Wood can be divided into two categories: softwoods obtained from conifers with evergreen and needle-like leaves and hardwoods from broadleaf trees.
Best known essences:
Oak, light and hardwood.
Yew, light, hard wood used in the processing of small objects.
Ash, light wood, flexible and robust, suitable for steam bending.
Mahogany dark wood, red, robust and easy to work.
Pine, wood with multiple uses.
Larch, hard and resistant wood suitable for load-bearing structures.
Spruce, endowed with resonance quality, used for the making of musical instruments.
Rosewood, pink, very hard, used in cabinet making.
Core, sweet and pliable, suitable for weaving.
Willow, sweet and pliable, often used in place of wicker.
Ebony, very hard wood, suitable for veneers.
Beech, easily moldable, used for the construction of furniture.
Apple tree, hard and heavy, used for carving and turning.
Cherry, reddish wood, suitable for furniture making.

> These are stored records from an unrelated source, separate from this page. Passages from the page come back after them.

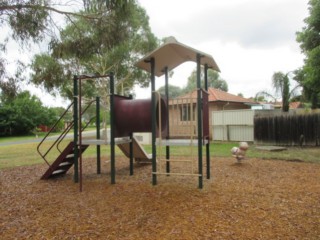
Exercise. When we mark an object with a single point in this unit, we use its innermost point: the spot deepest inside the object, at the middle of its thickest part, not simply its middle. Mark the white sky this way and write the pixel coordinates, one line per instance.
(249, 39)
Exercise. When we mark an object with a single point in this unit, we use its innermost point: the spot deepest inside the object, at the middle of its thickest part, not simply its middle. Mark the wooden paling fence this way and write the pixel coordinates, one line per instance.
(288, 129)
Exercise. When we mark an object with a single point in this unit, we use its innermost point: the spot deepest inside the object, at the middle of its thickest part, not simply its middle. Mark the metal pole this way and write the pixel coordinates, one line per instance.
(75, 129)
(153, 122)
(112, 131)
(98, 134)
(80, 136)
(131, 150)
(208, 138)
(168, 125)
(199, 109)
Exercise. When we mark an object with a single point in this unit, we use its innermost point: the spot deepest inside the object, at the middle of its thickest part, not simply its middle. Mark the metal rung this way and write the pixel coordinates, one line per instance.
(178, 174)
(58, 172)
(65, 164)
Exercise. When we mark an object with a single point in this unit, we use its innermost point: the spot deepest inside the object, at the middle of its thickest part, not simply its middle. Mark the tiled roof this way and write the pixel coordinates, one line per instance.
(294, 105)
(217, 95)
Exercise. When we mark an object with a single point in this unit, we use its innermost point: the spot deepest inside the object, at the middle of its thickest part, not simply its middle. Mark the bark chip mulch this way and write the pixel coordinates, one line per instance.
(258, 199)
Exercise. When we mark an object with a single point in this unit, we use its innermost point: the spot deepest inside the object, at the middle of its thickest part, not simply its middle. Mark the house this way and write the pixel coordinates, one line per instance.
(182, 110)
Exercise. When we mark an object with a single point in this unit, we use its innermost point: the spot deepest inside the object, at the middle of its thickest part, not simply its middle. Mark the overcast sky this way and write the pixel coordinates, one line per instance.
(249, 39)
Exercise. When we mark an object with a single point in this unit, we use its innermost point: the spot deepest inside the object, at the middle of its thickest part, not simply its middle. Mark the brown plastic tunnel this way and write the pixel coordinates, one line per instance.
(135, 115)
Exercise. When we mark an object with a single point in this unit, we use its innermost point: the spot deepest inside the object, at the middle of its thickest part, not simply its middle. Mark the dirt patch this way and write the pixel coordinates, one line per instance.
(253, 200)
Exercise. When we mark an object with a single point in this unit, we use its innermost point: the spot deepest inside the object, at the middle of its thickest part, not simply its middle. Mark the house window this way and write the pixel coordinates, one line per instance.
(187, 113)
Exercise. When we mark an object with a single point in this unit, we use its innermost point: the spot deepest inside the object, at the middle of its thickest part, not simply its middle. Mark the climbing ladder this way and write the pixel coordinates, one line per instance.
(63, 162)
(66, 156)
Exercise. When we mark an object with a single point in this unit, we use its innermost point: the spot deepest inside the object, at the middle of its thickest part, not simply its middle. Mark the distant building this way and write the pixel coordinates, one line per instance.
(182, 110)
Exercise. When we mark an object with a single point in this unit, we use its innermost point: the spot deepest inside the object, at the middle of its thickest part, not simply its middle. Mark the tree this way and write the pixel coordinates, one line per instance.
(309, 39)
(174, 91)
(281, 85)
(34, 21)
(113, 42)
(214, 81)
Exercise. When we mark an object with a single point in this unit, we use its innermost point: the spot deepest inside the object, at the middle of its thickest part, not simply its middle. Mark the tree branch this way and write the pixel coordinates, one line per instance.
(40, 7)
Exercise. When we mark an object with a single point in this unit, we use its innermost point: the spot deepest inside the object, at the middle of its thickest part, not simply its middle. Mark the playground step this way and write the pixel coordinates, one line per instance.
(63, 162)
(58, 172)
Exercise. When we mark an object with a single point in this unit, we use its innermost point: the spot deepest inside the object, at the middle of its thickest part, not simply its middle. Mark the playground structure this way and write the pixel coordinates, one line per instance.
(129, 115)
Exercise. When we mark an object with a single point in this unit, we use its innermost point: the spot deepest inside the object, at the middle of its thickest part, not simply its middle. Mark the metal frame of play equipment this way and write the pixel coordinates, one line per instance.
(161, 61)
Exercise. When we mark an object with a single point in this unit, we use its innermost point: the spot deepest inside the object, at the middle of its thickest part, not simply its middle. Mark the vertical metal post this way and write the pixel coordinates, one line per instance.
(80, 137)
(153, 119)
(131, 150)
(98, 134)
(75, 129)
(199, 109)
(168, 125)
(112, 131)
(131, 153)
(208, 138)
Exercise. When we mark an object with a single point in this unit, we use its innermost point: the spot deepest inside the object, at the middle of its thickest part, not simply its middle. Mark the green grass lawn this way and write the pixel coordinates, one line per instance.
(26, 154)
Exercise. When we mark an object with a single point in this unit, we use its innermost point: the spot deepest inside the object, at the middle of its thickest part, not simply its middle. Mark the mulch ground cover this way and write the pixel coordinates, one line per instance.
(258, 199)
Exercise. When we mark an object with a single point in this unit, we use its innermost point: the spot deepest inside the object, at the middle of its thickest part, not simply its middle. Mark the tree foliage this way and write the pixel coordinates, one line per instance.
(309, 39)
(280, 82)
(35, 20)
(281, 86)
(112, 42)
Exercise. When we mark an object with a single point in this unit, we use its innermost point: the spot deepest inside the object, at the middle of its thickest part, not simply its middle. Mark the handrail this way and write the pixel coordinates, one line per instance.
(71, 125)
(51, 130)
(61, 137)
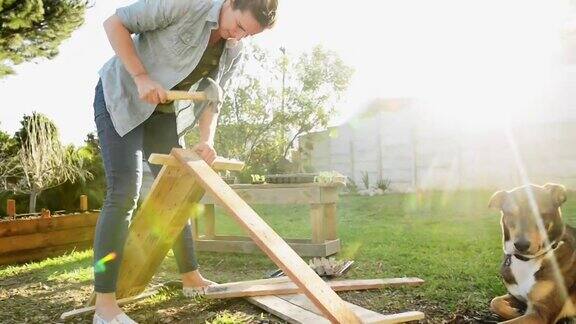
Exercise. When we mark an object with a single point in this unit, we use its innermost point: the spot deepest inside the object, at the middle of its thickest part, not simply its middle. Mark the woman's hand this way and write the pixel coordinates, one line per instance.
(206, 152)
(149, 90)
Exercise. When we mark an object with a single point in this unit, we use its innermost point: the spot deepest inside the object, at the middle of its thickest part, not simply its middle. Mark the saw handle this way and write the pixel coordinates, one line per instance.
(185, 95)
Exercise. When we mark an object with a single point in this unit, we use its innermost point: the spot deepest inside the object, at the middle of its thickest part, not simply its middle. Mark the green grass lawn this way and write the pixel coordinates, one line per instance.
(451, 240)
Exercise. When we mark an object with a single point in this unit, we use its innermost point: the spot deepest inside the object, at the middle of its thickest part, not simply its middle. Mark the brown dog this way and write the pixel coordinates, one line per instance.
(539, 268)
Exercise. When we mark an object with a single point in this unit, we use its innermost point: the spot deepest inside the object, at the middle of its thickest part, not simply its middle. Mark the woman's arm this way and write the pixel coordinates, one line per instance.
(122, 44)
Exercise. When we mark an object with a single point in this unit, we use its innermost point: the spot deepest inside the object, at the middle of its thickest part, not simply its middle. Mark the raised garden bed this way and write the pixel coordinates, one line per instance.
(35, 238)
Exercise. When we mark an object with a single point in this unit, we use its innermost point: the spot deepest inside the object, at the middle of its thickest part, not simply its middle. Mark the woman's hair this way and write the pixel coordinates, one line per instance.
(263, 10)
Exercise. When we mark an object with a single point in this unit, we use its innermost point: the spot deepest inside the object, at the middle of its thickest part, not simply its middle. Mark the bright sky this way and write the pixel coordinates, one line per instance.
(447, 51)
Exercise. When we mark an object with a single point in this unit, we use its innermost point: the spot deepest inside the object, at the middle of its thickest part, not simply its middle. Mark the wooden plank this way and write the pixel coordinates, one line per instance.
(317, 222)
(171, 202)
(21, 256)
(330, 221)
(209, 222)
(11, 208)
(264, 288)
(39, 225)
(366, 315)
(271, 243)
(83, 203)
(47, 239)
(219, 163)
(286, 310)
(239, 244)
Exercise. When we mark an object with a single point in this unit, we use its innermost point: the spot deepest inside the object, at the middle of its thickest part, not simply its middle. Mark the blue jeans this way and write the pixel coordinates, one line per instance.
(122, 158)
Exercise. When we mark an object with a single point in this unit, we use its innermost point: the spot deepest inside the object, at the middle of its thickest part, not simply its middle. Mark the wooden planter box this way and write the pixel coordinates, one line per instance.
(24, 240)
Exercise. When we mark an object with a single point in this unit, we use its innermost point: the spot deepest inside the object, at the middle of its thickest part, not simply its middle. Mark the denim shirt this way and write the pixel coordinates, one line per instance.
(171, 37)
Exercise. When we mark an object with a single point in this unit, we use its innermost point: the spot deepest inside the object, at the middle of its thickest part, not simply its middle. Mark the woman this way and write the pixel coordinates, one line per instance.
(177, 44)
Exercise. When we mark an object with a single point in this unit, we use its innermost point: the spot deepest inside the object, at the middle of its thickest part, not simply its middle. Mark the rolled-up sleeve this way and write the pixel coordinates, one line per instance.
(147, 15)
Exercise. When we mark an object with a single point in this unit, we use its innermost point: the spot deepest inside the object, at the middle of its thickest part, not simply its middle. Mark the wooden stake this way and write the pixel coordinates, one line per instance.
(11, 208)
(83, 203)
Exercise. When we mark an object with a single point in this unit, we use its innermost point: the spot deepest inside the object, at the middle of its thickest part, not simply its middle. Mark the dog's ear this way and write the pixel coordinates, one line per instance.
(497, 200)
(558, 193)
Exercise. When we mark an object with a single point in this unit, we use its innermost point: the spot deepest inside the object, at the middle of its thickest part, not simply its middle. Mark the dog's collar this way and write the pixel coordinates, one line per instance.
(553, 247)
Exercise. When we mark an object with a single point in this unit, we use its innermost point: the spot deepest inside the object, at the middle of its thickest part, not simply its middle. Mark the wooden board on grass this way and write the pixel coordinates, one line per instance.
(366, 315)
(331, 305)
(263, 288)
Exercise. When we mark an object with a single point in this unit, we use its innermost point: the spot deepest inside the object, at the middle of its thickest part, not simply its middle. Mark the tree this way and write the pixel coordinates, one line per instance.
(41, 161)
(276, 99)
(35, 28)
(65, 196)
(8, 149)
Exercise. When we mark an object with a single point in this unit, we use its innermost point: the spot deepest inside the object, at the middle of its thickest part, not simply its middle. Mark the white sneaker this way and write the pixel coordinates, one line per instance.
(119, 319)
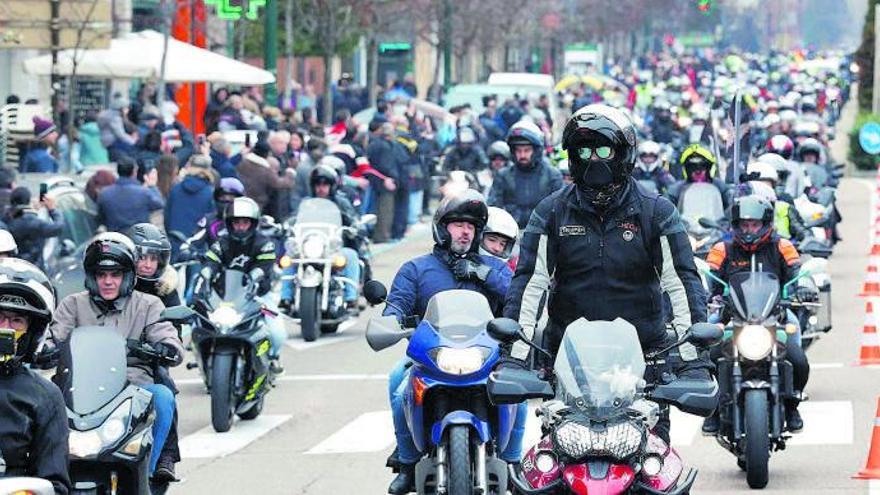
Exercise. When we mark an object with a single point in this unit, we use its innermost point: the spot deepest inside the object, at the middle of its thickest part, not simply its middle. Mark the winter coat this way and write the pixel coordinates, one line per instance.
(189, 201)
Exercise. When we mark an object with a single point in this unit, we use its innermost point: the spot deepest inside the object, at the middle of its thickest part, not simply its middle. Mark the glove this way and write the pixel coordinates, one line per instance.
(465, 269)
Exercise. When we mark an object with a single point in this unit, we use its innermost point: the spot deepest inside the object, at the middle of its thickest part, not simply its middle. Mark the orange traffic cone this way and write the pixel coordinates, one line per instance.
(872, 467)
(870, 351)
(872, 277)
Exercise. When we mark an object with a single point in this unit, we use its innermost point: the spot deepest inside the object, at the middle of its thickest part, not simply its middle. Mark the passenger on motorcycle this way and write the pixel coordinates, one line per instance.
(698, 163)
(323, 183)
(754, 237)
(243, 248)
(110, 300)
(33, 419)
(453, 264)
(607, 249)
(518, 188)
(649, 167)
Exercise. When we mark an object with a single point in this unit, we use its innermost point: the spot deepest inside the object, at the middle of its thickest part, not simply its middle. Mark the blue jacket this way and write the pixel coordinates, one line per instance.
(189, 201)
(420, 278)
(39, 160)
(126, 203)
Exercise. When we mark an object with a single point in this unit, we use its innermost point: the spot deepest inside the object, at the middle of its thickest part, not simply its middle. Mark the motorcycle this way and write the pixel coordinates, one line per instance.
(314, 248)
(753, 374)
(231, 345)
(447, 408)
(110, 419)
(597, 432)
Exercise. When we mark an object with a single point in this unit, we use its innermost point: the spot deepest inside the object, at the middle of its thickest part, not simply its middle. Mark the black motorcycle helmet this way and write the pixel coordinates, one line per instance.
(148, 239)
(595, 127)
(110, 251)
(25, 290)
(242, 208)
(468, 206)
(325, 174)
(752, 208)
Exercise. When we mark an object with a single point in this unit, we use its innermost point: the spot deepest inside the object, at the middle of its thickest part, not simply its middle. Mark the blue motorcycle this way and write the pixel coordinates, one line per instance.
(459, 432)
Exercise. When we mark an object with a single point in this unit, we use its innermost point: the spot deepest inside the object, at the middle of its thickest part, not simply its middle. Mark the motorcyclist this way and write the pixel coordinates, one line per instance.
(454, 263)
(649, 167)
(466, 154)
(323, 183)
(698, 163)
(754, 238)
(499, 156)
(605, 249)
(110, 300)
(520, 187)
(243, 248)
(33, 428)
(787, 222)
(156, 278)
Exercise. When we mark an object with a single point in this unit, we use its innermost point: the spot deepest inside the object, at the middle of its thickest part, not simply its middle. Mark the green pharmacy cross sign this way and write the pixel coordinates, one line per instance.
(232, 10)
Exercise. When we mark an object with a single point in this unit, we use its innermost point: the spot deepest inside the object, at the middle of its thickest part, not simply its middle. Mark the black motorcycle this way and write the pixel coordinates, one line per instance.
(231, 345)
(110, 419)
(753, 375)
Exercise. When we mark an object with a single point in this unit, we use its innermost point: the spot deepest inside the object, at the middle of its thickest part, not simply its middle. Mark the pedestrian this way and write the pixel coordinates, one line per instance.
(39, 158)
(28, 229)
(127, 201)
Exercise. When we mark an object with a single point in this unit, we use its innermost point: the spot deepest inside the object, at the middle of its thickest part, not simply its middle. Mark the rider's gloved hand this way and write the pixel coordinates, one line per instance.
(465, 269)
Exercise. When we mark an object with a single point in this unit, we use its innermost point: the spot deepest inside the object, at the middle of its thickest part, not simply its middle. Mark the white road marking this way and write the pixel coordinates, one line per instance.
(208, 443)
(302, 378)
(369, 432)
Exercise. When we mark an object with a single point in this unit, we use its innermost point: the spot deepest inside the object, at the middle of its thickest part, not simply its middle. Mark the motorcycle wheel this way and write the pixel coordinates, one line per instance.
(254, 411)
(757, 448)
(221, 392)
(461, 480)
(309, 313)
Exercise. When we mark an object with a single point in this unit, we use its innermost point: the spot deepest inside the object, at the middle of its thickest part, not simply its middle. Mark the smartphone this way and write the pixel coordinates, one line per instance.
(7, 342)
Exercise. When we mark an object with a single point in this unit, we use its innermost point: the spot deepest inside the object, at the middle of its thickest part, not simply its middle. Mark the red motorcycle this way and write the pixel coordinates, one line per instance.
(597, 430)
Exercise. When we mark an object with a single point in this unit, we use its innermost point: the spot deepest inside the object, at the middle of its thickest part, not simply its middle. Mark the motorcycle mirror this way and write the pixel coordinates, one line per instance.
(708, 223)
(375, 292)
(699, 397)
(512, 386)
(177, 314)
(504, 330)
(384, 331)
(705, 334)
(369, 220)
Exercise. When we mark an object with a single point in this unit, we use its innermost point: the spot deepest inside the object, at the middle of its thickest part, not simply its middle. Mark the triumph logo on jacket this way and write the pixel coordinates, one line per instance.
(567, 230)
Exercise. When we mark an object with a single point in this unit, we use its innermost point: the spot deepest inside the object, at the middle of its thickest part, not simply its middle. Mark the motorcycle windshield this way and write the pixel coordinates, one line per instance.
(458, 315)
(96, 367)
(318, 210)
(700, 201)
(599, 366)
(754, 294)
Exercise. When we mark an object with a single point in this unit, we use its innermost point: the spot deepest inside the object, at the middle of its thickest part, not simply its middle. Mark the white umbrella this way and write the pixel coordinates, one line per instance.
(139, 56)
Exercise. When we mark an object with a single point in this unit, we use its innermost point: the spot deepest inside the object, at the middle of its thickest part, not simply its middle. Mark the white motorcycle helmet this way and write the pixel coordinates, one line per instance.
(8, 247)
(502, 224)
(648, 148)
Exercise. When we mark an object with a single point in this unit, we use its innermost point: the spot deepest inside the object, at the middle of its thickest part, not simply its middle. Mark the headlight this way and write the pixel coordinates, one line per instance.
(754, 342)
(313, 247)
(90, 443)
(618, 441)
(225, 316)
(459, 361)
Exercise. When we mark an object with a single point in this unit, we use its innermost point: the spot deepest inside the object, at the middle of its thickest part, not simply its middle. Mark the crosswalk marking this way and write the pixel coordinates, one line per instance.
(369, 432)
(208, 443)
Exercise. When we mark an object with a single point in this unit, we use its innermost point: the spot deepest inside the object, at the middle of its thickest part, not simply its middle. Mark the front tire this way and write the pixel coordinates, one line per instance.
(310, 313)
(757, 429)
(222, 388)
(461, 480)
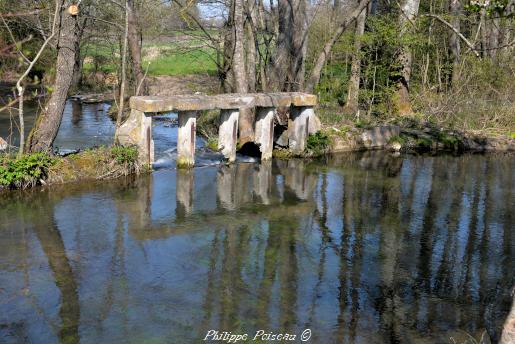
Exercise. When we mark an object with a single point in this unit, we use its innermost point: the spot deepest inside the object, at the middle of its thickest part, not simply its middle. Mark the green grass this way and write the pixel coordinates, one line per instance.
(183, 63)
(174, 59)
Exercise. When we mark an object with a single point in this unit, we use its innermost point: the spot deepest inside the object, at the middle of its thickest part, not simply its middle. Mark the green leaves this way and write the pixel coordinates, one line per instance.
(25, 171)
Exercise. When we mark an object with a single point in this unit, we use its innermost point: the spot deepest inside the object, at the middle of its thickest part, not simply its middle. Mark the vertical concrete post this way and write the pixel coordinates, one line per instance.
(298, 135)
(263, 181)
(264, 131)
(228, 133)
(186, 139)
(225, 185)
(184, 192)
(147, 143)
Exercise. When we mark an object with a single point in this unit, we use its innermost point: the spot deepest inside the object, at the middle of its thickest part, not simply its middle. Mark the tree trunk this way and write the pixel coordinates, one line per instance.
(47, 125)
(494, 33)
(226, 74)
(409, 9)
(454, 41)
(322, 57)
(508, 333)
(135, 49)
(246, 120)
(251, 58)
(288, 66)
(77, 68)
(353, 91)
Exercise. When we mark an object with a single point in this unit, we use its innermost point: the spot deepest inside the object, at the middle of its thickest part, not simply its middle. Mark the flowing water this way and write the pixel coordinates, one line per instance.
(358, 248)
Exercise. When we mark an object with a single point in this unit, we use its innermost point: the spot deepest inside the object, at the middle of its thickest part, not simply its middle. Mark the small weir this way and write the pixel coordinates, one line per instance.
(137, 129)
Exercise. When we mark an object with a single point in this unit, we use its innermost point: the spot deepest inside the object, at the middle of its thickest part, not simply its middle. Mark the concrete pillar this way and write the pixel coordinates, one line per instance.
(263, 181)
(137, 130)
(298, 135)
(264, 131)
(225, 186)
(147, 143)
(184, 192)
(186, 139)
(228, 133)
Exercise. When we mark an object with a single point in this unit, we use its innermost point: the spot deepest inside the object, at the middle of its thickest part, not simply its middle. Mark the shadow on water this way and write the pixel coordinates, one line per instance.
(358, 248)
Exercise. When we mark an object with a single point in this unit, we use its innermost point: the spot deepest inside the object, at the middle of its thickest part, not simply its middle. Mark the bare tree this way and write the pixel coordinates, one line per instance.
(408, 12)
(353, 90)
(316, 72)
(135, 47)
(47, 125)
(454, 40)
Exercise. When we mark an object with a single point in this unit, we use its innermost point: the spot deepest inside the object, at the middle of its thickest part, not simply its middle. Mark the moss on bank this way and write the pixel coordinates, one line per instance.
(92, 164)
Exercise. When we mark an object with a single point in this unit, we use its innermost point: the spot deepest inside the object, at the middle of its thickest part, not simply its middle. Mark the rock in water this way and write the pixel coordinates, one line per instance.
(3, 144)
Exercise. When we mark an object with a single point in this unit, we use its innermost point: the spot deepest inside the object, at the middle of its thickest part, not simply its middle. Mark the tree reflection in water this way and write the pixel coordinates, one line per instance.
(358, 248)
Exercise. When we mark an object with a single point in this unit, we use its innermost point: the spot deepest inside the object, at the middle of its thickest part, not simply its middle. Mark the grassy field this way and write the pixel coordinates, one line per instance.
(182, 63)
(167, 59)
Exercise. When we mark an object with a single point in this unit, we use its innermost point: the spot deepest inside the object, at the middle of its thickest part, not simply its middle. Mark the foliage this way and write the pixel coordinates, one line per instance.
(24, 172)
(318, 143)
(125, 154)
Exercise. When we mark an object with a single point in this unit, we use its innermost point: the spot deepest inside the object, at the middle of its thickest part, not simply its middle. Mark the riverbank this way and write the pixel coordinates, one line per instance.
(99, 163)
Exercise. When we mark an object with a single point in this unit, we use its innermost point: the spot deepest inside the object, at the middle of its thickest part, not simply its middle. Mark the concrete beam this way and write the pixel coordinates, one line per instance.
(155, 104)
(186, 139)
(228, 133)
(264, 131)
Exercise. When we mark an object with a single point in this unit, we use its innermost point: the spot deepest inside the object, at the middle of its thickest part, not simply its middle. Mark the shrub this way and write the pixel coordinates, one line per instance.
(27, 171)
(125, 154)
(318, 143)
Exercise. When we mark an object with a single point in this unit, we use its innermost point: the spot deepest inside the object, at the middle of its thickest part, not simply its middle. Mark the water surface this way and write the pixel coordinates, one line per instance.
(361, 248)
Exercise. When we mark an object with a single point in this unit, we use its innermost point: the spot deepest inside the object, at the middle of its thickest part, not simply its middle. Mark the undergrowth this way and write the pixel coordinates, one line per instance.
(26, 171)
(39, 168)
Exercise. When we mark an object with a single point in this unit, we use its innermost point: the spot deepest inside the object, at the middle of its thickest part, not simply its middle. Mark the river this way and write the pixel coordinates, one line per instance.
(365, 247)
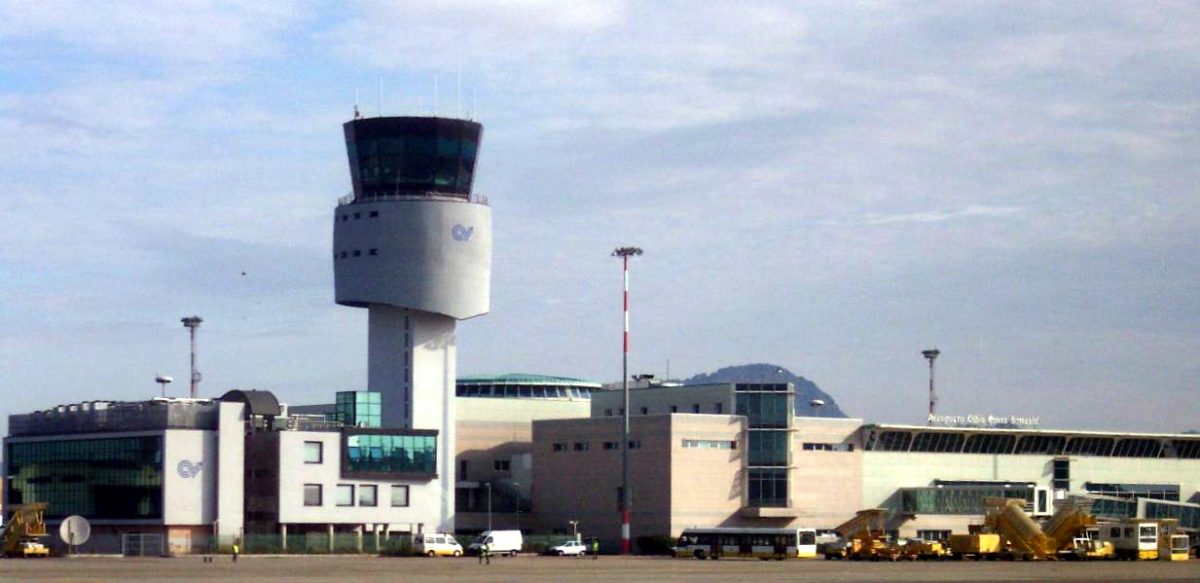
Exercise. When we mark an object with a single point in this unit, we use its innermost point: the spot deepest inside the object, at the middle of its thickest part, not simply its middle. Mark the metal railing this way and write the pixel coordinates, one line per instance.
(351, 198)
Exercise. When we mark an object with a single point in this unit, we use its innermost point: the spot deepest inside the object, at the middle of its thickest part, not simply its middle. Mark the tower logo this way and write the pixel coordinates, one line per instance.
(189, 469)
(461, 233)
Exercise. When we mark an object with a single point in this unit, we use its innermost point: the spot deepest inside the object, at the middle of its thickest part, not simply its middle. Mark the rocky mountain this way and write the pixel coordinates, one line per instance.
(762, 372)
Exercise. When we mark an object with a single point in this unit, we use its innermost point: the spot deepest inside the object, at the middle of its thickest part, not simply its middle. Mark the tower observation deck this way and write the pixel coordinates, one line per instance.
(414, 247)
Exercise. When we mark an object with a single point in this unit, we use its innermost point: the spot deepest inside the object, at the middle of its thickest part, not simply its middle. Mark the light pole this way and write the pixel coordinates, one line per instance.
(627, 499)
(191, 323)
(489, 486)
(931, 355)
(163, 380)
(816, 404)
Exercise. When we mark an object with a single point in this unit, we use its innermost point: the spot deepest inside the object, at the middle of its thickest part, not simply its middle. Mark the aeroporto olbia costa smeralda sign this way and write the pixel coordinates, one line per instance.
(985, 421)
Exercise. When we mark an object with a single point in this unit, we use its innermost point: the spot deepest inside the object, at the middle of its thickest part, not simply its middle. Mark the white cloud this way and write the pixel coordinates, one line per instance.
(941, 216)
(192, 31)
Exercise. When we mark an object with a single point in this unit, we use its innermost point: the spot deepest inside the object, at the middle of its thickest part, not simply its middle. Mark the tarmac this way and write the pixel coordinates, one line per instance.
(553, 569)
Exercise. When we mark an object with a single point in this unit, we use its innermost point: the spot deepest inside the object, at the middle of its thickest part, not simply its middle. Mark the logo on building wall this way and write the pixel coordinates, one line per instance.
(189, 469)
(461, 233)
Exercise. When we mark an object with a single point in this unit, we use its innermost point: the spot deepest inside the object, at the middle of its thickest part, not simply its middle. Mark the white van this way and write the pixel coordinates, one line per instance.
(437, 545)
(503, 542)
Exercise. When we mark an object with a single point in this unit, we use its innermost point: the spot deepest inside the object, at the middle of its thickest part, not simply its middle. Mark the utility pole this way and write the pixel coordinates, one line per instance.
(627, 498)
(191, 323)
(931, 355)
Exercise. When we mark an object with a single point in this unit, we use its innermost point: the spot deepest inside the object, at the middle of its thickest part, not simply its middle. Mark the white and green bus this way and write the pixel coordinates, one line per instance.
(748, 542)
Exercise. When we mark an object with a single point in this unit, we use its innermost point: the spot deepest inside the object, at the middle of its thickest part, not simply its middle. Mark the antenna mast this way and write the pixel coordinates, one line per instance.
(191, 323)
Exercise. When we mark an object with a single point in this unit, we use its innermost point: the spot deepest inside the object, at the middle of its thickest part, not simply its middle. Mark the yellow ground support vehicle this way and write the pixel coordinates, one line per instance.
(919, 550)
(976, 546)
(867, 538)
(1027, 540)
(1133, 539)
(23, 528)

Pear, hard wood, used in the making of models.
Teak, durable and easy to maintain.
Eucalyptus, scented wood.
Elm, mainly used for the construction of chairs.
Boxwood, suitable for the production of small objects.
Maple, light wood, with various veins, used to build furniture.
Guaiac, hard and heavy suitable for turning work.
Linden, cream colored, easy to work, used by carvers.
Walnut, wood with dark shades, suitable for the construction of furniture.
Cedar, light, workable in thick and robust sections to build furniture, or plywood (set of several sheets with fibers arranged in different directions and joined by gluing).
Technically advanced lamellar, consisting of layered and glued lamellar structures, with a very high weight/strength ratio, ideal for building beams and arches.